Well there are no studies that really show the least amount used for joint benefit by increasing extracellular water, but this study shows 50mg every 14 days for 6 weeks doesn't increase extracellular water so you figure you need more than that. Little as 50 mg every other week does increase nitrogen retention and muscle function though.
You may have to experiment yourself with a low dose and increase from there if you don't get your desired affect. Nobody can say for sure, but you can see by the study you may need at least 50-100mg a week as 50 mg EOW did not increase extracellular water.
1: Chest. 2003 Nov;124(5):1733-42.Click here to read Links
A role for anabolic steroids in the rehabilitation of patients with COPD? A double-blind, placebo-controlled, randomized trial.
Creutzberg EC, Wouters EF, Mostert R, Pluymers RJ, Schols AM.

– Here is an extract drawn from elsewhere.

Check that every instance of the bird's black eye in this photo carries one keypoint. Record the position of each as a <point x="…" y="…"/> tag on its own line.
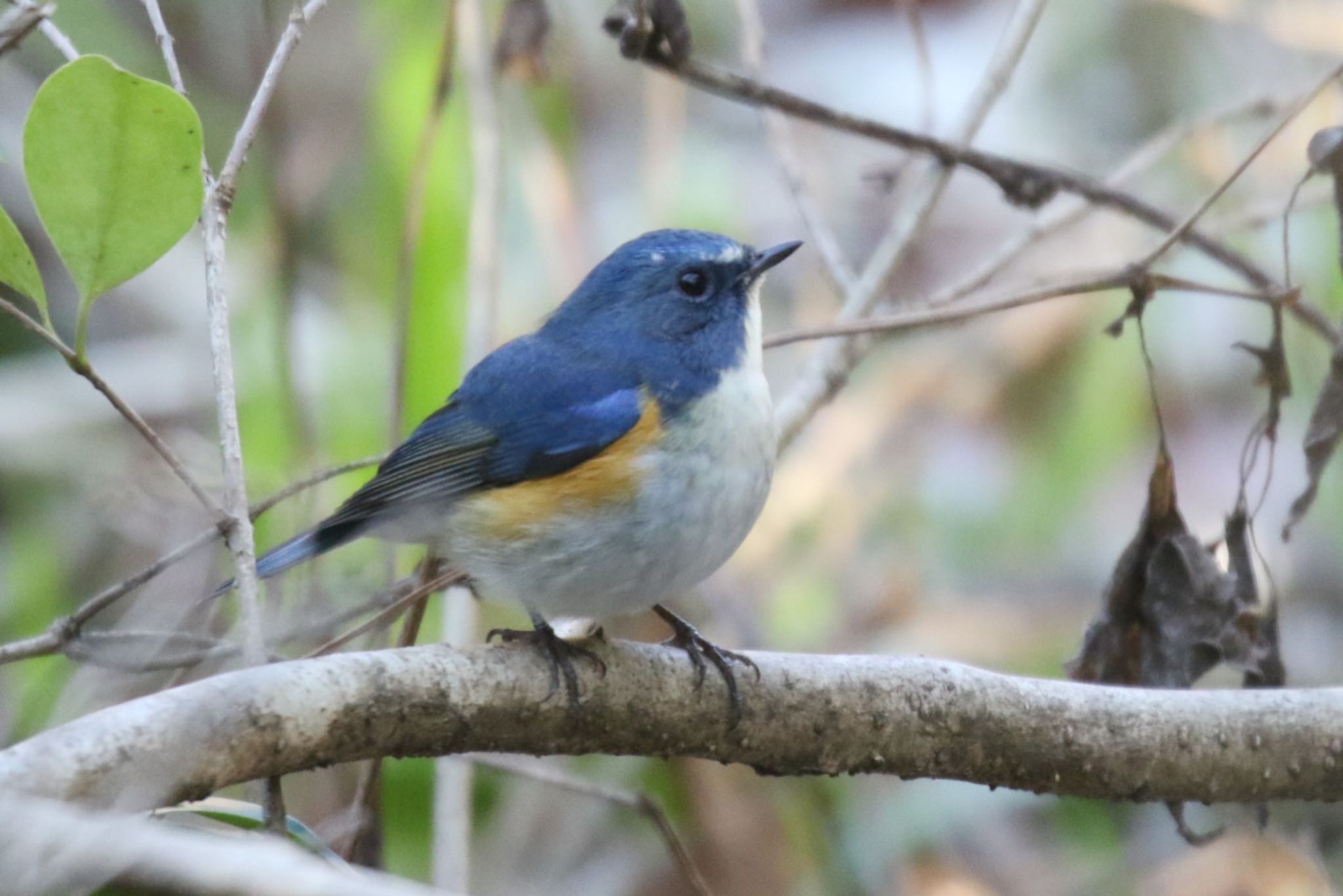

Department of Pulmonology, University Hospital Maastricht, Maastricht, The Netherlands.
[email protected]
STUDY OBJECTIVES: Skeletal muscle weakness commonly occurs in patients with COPD. Long-term use of systemic glucocorticosteroids further contributes to muscle weakness. Anabolic steroids could be an additional mode of intervention to improve outcome of pulmonary rehabilitation by increasing physiologic functioning, possibly mediated by increasing erythropoietic function. PATIENTS AND METHODS:
We randomly assigned 63 male patients with COPD to receive on days 1, 15, 29, and 43 a deep IM injection of 50 mg of nandrolone decanoate (ND) [Deca-Durabolin; N.V. Organon; Oss, The Netherlands] in 1 mL of arachis oil, or 1 mL of arachis oil alone (placebo) in a double-blind design. All patients participated in a standardized pulmonary rehabilitation program. Outcome measures were body composition by deuterium and bromide dilution, respiratory and peripheral muscle function, incremental exercise testing, and health status by the St. George's Respiratory Questionnaire. RESULTS: Treatment with ND relative to placebo resulted in higher increases in fat-free mass (FFM; mean, 1.7 kg [SD, 2.5] vs 0.3 kg [SD, 1.9]; p = 0.015) owing to a rise in intracellular mass (mean, 1.8 kg [SD, 3.1] vs - 0.5 kg [SD, 3.1]; p = 0.002). Muscle function, exercise capacity, and health status improved in both groups to the same extent. Only after ND were increases in erythropoietic parameters seen (erythropoietin: mean, 2.08 U/L [SD, 5.56], p = 0.067; hemoglobin: mean, 0.29 mmol/L [SD, 0.73], p = 0.055). In the total group, the changes in maximal inspiratory mouth pressure (PImax) and peak workload were positively correlated with the change in hemoglobin (r = 0.30, p = 0.032, and r = 0.34, p = 0.016, respectively), whereas the change in isokinetic leg work was correlated with the change in erythropoietin (r = 0.38, p = 0.013). In the patients receiving maintenance treatment with low-dose oral glucocorticosteroids (31 of 63 patients; mean, 7.5 mg/24 h [SD, 2.4]), greater improvements in PImax (mean, 6.0 cm H(2)O [SD, 8.82] vs - 2.18 cm H(2)O [SD, 11.08], p = 0.046), and peak workload (mean, 20.47 W [SD, 19.82] vs 4.80 W [SD, 7.74], p = 0.023) were seen after 8 weeks of treatment with ND vs placebo. CONCLUSIONS:
In conclusion, a short-term course of ND had an overall positive effect relative to placebo on FFM without expanding extracellular water in patients with COPD. In the total group, the improvements in muscle function and exercise capacity were associated with improvements in erythropoietic parameters. The use of low-dose oral glucocorticosteroids as maintenance medication significantly impaired the response to pulmonary rehabilitation with respect to respiratory muscle function and exercise capacity, which could be restored by ND treatment.